With a fuller understanding of the capabilities of LEGION he was beginning to appreciate why it had to be kept secret. What judge would risk his career by openly accepting a case based on evidence built bypassing their basic duty to control access to identity databases? Johann could imagine a fictional scenario that would justify that sort of crime, but certainly not as mundane as a burglary.

He knew who had done it, though. Or at least he was pretty sure he knew. It wasn't good enough for a case, and the idea of asking a judge for permission to just break into the guy's house to look for a stolen item was pure nonsense, but... If the guy had broken the law once, it was likely he'd do it again, right? LEGION could do facial matching automatically. LEGION could access many (most? every?) camera in the city. LEGION, Johann knew instinctively, could continuously monitor any person and record their every move until they did something that justified it.

So much of the software's design mirrored his new way of thinking that he found the functionality almost without having to search. After setting up the tracking tag the software reminded him that the person wasn't a fugitive of the law. It wasn't a denial as much as a request for confirmation; you could almost read within the lines an eye-rolling exasperation with meaningless red tape.

Johann gave the confirmation without any feeling of disproportion between the enormity of the means and the smallness of ends. Every situation he had floundered on counted as an unsolved one in his mind; that his colleagues' plodding police work had resolved them made the tally even more painful. The long accumulation of so many unfinished and unfinishable business justified the existence of something like LEGION as an absolute necessity in Johann's fight against crime.

He wasn't giving up being a cop. He was about to become a real one. He felt a righteousness he had almost forgotten and a sense of power that was entirely new.

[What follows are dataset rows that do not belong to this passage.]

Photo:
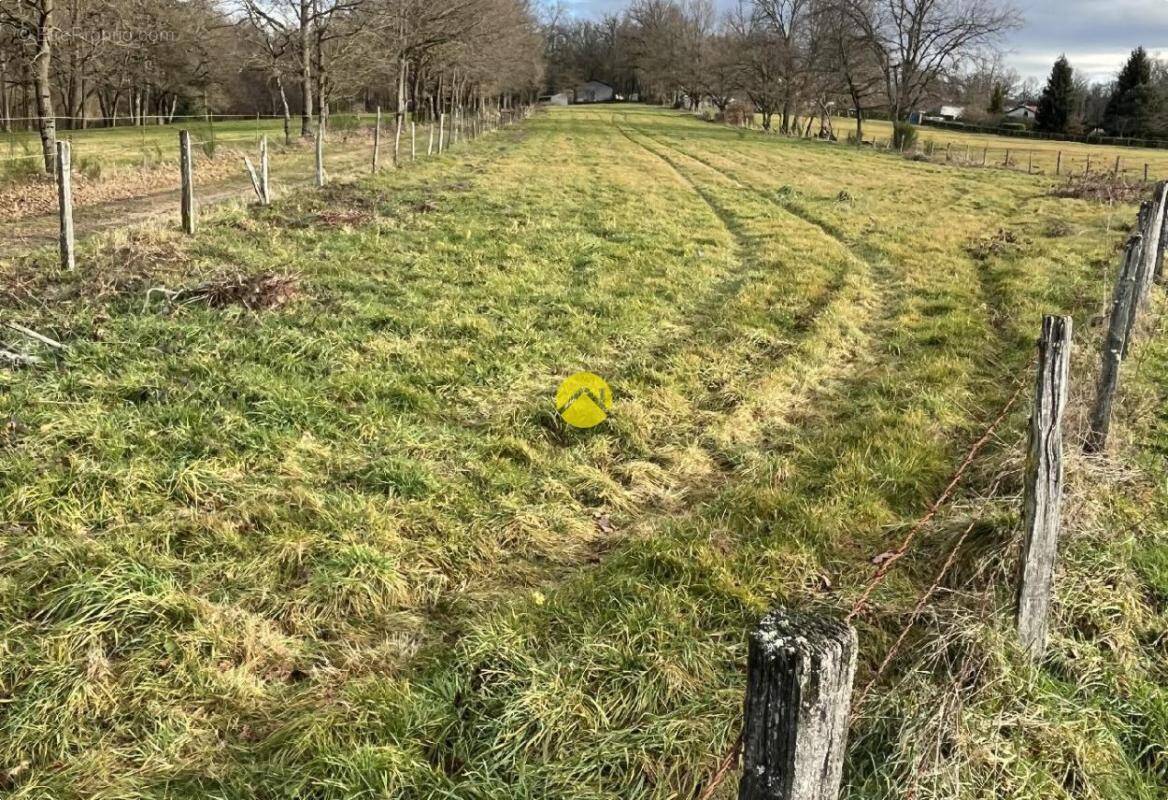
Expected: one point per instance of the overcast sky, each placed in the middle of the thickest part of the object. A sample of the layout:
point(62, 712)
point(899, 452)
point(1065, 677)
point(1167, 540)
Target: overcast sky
point(1097, 35)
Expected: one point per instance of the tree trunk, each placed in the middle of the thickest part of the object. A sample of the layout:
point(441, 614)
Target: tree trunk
point(305, 70)
point(42, 76)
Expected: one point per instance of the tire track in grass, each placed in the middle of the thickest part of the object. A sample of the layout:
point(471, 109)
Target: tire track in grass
point(991, 292)
point(839, 334)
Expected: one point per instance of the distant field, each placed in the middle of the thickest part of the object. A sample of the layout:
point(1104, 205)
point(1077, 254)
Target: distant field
point(342, 548)
point(126, 146)
point(1036, 154)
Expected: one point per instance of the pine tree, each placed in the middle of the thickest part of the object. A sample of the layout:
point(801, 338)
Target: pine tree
point(1057, 98)
point(998, 99)
point(1134, 103)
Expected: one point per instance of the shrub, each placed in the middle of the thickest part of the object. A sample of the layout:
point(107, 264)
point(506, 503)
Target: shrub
point(738, 113)
point(904, 136)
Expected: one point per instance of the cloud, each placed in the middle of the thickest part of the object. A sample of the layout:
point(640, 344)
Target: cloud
point(1096, 35)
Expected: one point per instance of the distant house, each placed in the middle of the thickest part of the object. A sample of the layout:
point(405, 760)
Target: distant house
point(593, 91)
point(1027, 111)
point(940, 113)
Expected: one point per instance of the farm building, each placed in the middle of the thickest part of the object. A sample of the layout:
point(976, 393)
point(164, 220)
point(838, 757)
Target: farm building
point(593, 91)
point(1027, 111)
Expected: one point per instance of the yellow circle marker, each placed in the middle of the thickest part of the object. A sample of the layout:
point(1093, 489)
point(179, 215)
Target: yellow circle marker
point(583, 399)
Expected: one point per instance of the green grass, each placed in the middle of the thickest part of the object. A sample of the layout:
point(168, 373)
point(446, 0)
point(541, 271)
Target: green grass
point(345, 548)
point(1042, 157)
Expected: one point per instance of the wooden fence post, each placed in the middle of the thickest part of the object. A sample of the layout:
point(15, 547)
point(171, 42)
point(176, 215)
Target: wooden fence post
point(64, 203)
point(376, 140)
point(255, 179)
point(320, 153)
point(1153, 231)
point(1159, 268)
point(397, 140)
point(264, 183)
point(186, 169)
point(1043, 491)
point(799, 677)
point(1123, 310)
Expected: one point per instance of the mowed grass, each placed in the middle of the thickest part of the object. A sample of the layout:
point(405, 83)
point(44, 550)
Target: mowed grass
point(346, 549)
point(1024, 152)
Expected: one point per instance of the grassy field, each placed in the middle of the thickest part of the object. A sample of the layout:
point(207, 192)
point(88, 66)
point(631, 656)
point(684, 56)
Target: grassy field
point(343, 548)
point(147, 145)
point(1024, 153)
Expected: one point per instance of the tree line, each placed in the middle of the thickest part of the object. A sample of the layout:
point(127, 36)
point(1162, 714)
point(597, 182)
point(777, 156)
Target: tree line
point(1134, 105)
point(81, 63)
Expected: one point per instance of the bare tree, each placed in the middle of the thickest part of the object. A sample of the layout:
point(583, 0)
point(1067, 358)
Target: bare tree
point(916, 41)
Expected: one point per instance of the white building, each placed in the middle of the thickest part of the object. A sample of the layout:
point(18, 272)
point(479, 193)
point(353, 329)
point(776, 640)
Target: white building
point(593, 91)
point(1027, 111)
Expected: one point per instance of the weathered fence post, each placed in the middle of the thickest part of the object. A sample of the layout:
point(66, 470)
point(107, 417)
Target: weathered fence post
point(799, 677)
point(1043, 491)
point(255, 179)
point(376, 140)
point(1153, 230)
point(264, 183)
point(1159, 268)
point(186, 169)
point(397, 140)
point(320, 153)
point(1123, 310)
point(64, 203)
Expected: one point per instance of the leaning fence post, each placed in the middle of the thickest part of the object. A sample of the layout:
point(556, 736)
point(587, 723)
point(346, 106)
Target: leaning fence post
point(397, 140)
point(186, 169)
point(255, 179)
point(1043, 491)
point(376, 140)
point(64, 203)
point(320, 153)
point(1152, 230)
point(264, 185)
point(799, 675)
point(1158, 270)
point(1123, 308)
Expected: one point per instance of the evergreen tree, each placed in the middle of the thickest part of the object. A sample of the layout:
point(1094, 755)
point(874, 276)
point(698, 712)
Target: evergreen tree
point(1057, 98)
point(1134, 103)
point(998, 99)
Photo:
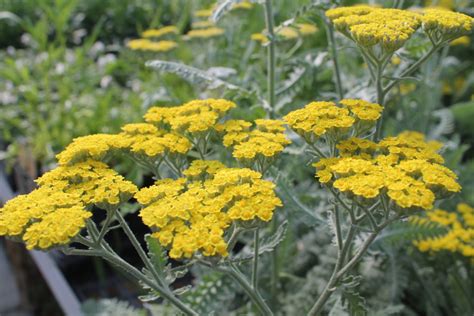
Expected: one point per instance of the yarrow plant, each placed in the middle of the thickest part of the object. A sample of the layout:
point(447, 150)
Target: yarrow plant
point(200, 206)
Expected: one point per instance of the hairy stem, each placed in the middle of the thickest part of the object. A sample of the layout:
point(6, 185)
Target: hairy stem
point(341, 268)
point(410, 70)
point(256, 242)
point(271, 57)
point(139, 249)
point(251, 292)
point(332, 47)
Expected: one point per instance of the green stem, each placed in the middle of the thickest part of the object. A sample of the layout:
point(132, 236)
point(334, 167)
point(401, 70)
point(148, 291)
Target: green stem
point(341, 269)
point(332, 47)
point(256, 240)
point(364, 247)
point(328, 289)
point(125, 266)
point(380, 100)
point(108, 220)
point(139, 249)
point(271, 58)
point(412, 68)
point(337, 224)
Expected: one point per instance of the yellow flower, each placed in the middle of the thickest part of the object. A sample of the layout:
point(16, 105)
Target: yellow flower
point(190, 214)
point(459, 226)
point(155, 33)
point(369, 26)
point(197, 116)
point(363, 110)
point(56, 212)
point(147, 45)
point(320, 118)
point(265, 141)
point(405, 168)
point(463, 40)
point(94, 147)
point(446, 25)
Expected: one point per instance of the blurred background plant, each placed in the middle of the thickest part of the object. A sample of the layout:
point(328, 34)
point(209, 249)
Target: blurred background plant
point(66, 71)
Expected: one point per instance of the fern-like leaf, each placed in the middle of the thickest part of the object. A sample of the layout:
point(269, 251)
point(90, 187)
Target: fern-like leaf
point(408, 231)
point(107, 307)
point(211, 293)
point(266, 245)
point(194, 75)
point(350, 295)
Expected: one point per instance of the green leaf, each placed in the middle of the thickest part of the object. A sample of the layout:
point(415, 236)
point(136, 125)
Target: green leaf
point(222, 7)
point(266, 245)
point(107, 307)
point(194, 75)
point(211, 293)
point(464, 116)
point(350, 295)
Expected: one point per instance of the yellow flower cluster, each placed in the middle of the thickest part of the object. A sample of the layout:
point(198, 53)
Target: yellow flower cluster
point(147, 45)
point(369, 26)
point(266, 140)
point(446, 25)
point(459, 237)
point(197, 116)
point(139, 139)
point(155, 33)
point(56, 212)
point(191, 214)
point(320, 118)
point(148, 140)
point(405, 168)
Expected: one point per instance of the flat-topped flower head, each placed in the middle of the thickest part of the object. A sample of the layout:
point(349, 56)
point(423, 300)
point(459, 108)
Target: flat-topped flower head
point(94, 182)
point(155, 33)
point(459, 227)
point(445, 25)
point(94, 147)
point(411, 145)
point(409, 174)
point(197, 116)
point(148, 140)
point(320, 118)
point(266, 140)
point(57, 210)
point(147, 45)
point(203, 168)
point(363, 110)
point(190, 215)
point(327, 118)
point(370, 26)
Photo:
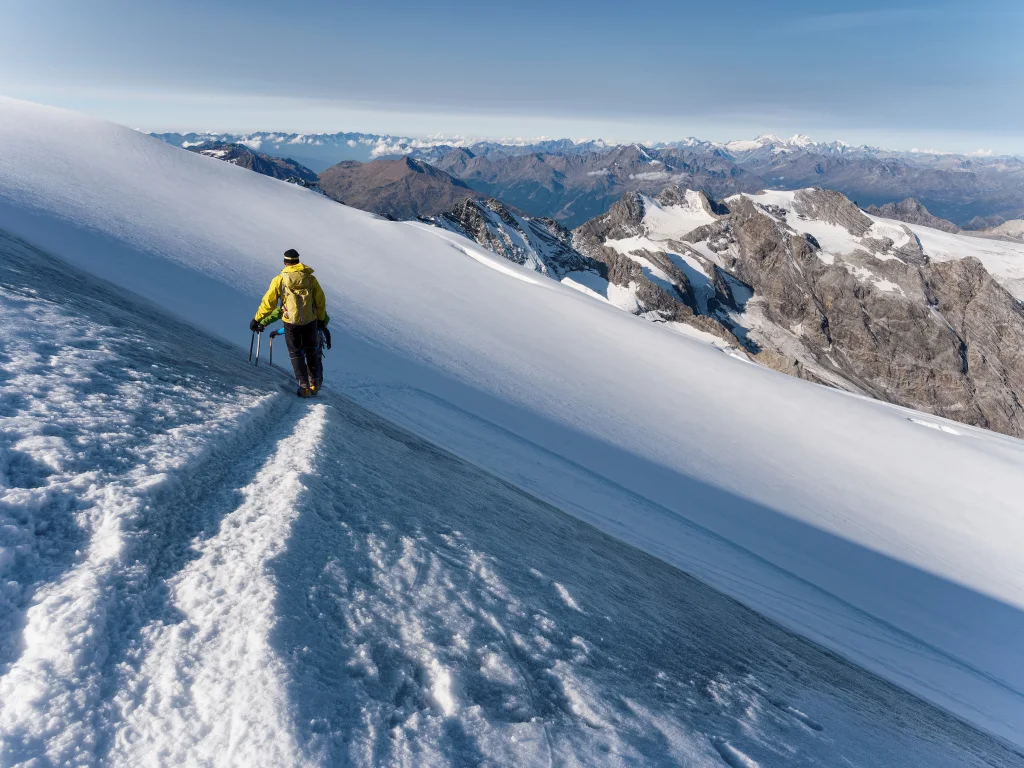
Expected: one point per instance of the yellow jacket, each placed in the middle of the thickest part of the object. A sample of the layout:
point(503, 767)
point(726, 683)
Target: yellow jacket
point(273, 295)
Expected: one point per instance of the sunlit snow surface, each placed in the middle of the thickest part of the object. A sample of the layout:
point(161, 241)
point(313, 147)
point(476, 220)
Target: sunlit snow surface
point(854, 523)
point(206, 570)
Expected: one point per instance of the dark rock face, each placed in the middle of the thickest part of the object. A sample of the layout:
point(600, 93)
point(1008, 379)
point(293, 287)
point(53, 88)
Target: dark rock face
point(401, 188)
point(911, 212)
point(573, 187)
point(283, 168)
point(542, 244)
point(868, 311)
point(681, 300)
point(944, 338)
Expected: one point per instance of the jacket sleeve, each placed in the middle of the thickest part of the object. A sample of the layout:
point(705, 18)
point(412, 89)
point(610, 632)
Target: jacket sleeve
point(270, 299)
point(320, 301)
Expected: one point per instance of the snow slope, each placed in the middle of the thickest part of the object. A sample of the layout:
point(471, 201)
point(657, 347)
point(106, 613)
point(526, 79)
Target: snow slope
point(857, 524)
point(207, 570)
point(1004, 259)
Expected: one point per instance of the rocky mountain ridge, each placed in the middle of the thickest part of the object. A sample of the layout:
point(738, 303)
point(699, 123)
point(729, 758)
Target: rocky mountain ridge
point(402, 188)
point(573, 181)
point(285, 169)
point(804, 283)
point(911, 212)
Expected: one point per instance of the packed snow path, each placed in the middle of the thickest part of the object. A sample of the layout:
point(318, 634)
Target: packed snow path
point(200, 569)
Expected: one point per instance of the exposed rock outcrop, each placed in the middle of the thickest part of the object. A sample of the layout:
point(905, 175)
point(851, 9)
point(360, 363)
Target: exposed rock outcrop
point(911, 212)
point(283, 168)
point(401, 188)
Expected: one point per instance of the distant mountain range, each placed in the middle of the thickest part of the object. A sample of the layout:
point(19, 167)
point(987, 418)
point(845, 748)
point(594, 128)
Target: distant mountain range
point(284, 168)
point(401, 188)
point(900, 305)
point(573, 181)
point(802, 282)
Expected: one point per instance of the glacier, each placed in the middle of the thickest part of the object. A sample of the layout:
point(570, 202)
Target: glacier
point(886, 537)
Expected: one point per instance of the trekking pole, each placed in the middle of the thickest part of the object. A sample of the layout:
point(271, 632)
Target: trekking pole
point(279, 332)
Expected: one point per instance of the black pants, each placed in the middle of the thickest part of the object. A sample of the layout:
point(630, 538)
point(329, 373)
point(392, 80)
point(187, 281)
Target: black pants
point(302, 348)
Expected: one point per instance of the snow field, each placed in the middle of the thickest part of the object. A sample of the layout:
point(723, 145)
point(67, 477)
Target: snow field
point(891, 543)
point(307, 584)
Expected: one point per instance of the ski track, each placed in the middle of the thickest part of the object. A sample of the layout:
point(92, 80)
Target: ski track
point(198, 572)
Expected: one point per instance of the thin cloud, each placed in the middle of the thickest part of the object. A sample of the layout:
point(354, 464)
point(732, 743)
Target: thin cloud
point(856, 19)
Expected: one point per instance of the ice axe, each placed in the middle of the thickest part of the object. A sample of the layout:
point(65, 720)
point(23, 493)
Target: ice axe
point(279, 332)
point(255, 337)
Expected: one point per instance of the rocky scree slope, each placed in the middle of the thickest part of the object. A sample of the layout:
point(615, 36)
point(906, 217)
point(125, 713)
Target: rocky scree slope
point(574, 187)
point(911, 212)
point(839, 298)
point(541, 244)
point(804, 283)
point(283, 168)
point(400, 188)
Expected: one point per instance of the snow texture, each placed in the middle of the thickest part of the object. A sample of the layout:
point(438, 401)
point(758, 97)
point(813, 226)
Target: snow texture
point(210, 571)
point(893, 544)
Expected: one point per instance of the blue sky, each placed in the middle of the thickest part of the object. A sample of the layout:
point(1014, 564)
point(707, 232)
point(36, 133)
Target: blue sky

A video call started without him having to accept it.

"Johann!" said a cheap avatar with mock outrage. "It takes most people a couple of days to get this far." The avatar's outrage turned to admiration. "It's kind of impressive."

Johann felt a sharp sudden awareness that, good or bad, he was still a cop. It wasn't a pleasant sensation. The avatar waited patiently until he opened his mouth and found he didn't know what to say.

The avatar pretended to smirk. "There was this guy, Kissinger, long time ago. Real piece of shit. Used to say `the illegal we do immediately, the unconstitutional takes a little longer'. Meant it too. He would have loved you - you went from browsing fake video feeds to setting up a 24/7 violation of some made-up person's constitutional rights in, what, less than two hours? Nice. Solving exactly zero cases, by the way."

"Fake?" was the first thing Johann could understand and say.

"Come on. I'm always surprised that anybody buys it. You can't just decrypt people's private stuff like that these days, you know. You should know better."

"So it was a prank?" A thought appeared to him already fully formed, obvious and huge like so many others that night. "A test. It was a test." Johann grimaced, surprised by how much relief he felt at the same time. Yes, he would have to find another job and another way to think about himself. It was better than to keep trying.

"A test, that's a good one." The avatar smiled warmly. "It's blackmail, Johann. You know that losing your job is the least of what would happen if we leaked what you allowed your phone to record you doing. No, no, from now on you work for us. Don't make that face. Just a favor here and there. Easier than police work and I bet you're going to enjoy it more."

Johann turned off the phone and dropped it on the couch. It turned itself on again.

"Come on, cheer up. You were so happy that something like LEGION existed. And now for you it does."

The phone pretended to turn itself off. Johann had never thought of it like that before.